Generally speaking, geographical indication, a form of intellectual property, is nothing but an indication identifying the source or appellation of origin of relevant product or service. It is an important method of indicating the origin of goods and services. In principle, geographical indication may describe the origin and peculiar characteristics of a service.
Example: Champagne from France, Tobaco from Cuba, Basmati Rice from India and Pakistan
It is significant to note that, the Paris Convention did not use the term Geographical Indication. Instead, it used the terms;
Appellations of origin: It indicates the name of the country or the place from where the product actually originates and the characteristic qualities of such products are exclusively due to the geographical environment including the natural or human factors or both. Quality and the characteristics of the products or services has to be exclusively attributable to the geographical environment.
Indications of source: It indicates the origin of the product or services from which the product or service is specifically originated.
Example: Made in India, Made in USA, Made in China, Made in Japan etc.
Geographical indication may also highlight the specific qualities of any products or services which are due to human factors that can be found in the place of origin of products or services such as specific manufacturing skills and tradition. Aranmula Kannadi is one of the best examples for the same.
Though geographical indication is a geographical name of a country or a region, it may also include any personal name, as long as such a name is easily recognized by the general public as an indication of the geographic origin of the product.

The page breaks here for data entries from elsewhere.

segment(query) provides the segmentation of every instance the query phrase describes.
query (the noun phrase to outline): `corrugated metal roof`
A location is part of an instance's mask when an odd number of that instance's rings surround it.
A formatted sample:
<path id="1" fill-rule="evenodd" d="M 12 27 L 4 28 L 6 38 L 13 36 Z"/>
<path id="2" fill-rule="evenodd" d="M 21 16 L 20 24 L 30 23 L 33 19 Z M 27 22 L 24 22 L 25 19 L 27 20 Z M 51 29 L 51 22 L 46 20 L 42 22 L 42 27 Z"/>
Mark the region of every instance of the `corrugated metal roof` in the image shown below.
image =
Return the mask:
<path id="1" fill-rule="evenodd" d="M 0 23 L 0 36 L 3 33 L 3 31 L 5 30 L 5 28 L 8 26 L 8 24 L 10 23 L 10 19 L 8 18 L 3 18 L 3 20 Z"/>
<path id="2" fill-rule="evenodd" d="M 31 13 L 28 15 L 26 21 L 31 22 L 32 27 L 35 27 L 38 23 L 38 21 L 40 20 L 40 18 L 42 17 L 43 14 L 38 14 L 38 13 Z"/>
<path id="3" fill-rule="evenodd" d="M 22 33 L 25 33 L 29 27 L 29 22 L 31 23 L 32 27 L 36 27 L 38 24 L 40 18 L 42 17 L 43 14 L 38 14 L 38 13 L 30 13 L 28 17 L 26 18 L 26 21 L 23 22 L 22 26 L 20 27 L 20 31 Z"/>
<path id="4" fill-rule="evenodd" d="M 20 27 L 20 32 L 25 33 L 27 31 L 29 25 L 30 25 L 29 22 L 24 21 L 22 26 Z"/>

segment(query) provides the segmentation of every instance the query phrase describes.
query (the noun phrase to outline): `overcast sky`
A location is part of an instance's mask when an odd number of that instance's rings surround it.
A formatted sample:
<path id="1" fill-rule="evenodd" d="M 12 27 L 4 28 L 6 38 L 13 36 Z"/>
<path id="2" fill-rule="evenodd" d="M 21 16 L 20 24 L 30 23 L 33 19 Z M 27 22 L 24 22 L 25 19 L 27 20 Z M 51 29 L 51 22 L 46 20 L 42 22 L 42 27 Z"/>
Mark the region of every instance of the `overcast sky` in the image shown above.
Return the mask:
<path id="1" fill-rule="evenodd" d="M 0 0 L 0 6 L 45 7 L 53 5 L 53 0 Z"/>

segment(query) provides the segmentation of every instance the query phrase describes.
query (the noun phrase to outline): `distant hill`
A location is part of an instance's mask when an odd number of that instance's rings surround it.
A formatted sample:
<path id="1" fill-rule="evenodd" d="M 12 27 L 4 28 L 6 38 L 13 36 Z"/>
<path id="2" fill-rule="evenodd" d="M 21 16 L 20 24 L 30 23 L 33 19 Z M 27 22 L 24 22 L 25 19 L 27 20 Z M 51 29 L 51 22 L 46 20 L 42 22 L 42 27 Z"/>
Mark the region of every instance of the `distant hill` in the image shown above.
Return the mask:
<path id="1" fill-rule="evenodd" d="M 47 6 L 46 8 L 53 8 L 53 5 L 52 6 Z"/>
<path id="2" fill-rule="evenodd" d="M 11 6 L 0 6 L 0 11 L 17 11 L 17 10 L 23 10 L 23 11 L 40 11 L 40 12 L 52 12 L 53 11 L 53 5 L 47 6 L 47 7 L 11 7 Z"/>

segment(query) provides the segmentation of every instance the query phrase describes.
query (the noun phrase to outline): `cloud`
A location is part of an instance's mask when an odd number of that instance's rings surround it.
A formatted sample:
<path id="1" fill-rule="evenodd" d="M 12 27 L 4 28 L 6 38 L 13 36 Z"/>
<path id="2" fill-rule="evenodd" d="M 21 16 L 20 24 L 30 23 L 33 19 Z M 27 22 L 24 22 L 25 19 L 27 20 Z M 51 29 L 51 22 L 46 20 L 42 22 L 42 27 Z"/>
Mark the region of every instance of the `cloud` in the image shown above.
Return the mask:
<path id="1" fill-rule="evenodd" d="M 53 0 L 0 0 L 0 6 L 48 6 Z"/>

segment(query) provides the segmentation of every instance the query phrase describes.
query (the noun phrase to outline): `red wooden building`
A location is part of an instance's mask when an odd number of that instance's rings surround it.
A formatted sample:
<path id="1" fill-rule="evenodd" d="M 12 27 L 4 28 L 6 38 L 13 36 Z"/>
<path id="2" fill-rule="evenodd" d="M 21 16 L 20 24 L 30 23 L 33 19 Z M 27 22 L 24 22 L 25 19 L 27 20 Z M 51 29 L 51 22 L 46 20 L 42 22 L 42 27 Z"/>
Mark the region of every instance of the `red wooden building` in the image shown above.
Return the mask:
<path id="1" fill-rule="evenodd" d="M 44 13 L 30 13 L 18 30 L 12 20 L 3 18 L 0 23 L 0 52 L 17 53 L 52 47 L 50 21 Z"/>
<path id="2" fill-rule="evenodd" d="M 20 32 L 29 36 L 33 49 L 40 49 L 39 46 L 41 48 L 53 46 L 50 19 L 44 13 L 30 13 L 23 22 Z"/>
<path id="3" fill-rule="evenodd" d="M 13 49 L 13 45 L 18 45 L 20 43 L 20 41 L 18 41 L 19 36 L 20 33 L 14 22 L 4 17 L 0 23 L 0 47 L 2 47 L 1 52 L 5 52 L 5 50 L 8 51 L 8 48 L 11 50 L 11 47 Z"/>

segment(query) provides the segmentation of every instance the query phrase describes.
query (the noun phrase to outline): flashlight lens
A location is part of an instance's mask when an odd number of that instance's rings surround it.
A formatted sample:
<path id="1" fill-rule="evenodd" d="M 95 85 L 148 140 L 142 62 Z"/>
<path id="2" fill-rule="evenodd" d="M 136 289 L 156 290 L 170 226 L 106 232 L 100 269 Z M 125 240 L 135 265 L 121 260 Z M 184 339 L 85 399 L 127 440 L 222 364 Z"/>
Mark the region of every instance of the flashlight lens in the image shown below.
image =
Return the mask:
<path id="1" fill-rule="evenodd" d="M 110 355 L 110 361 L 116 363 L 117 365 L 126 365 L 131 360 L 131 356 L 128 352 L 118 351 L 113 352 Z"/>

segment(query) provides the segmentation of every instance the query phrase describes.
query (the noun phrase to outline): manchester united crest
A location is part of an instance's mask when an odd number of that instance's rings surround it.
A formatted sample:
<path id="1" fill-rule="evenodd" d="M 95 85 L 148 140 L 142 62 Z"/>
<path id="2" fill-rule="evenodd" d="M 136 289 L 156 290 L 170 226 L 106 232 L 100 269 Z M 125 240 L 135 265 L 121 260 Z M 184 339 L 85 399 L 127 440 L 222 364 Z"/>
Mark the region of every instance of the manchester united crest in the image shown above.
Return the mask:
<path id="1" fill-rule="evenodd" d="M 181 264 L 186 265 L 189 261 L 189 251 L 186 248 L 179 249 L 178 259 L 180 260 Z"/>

However, some nexus between the place of origin and the product or services should exist, even in case of mere indication of source. Else, the public would understand the same as a classy trademark and not as an indication of the place of origin.
In other words, for an indication to function as a geographical indication there must be a link between some characteristics of the goods and the particular region where it was produced. Such a link must inform the consumers of some important characteristic of the product that will influence their decision to purchase such goods or services.
Similarly, agricultural products typically have qualities that derive from their place of production and are influenced by specific local factors, such as climate and soil are also protected under geographical indication. Darjeeling tea is one of the best examples for the same.
Geographical indication can be used as a tool for promoting local economy. Unlike trademarks, geographical indications are not an individual property for the use by the owner alone. It permits any user of producer of such region to use the geographical indication.
Many geographical indications have obtained valuable reputations which, if not adequately protected may be misrepresented by dishonest commercial enterprises. Thus, false use of geographical indication by any unauthorized parties is detrimental to consumers and legitimate producers.
Paris Convention on Geographical Indication
There is no special provisions in the Paris Convention for the protection of indication of sources or appellation of origin. It establishes that an indication of source cannot be used for goods which originates from different geographical area or locations.
TRIPS agreement on Geographical Indication
By virtue of Article 23 of the TRIPS Agreement provides that interested parties must have the legal means to prevent the use of geographical indication identifying products for products not originating from the place indicated by the geographical indication.
This article applies even where the public is not being mislead, there is no unfair competition and true origin of the goods are indicated OR the GI is accompanied be expressions such as kind, type, style, imitation or the like.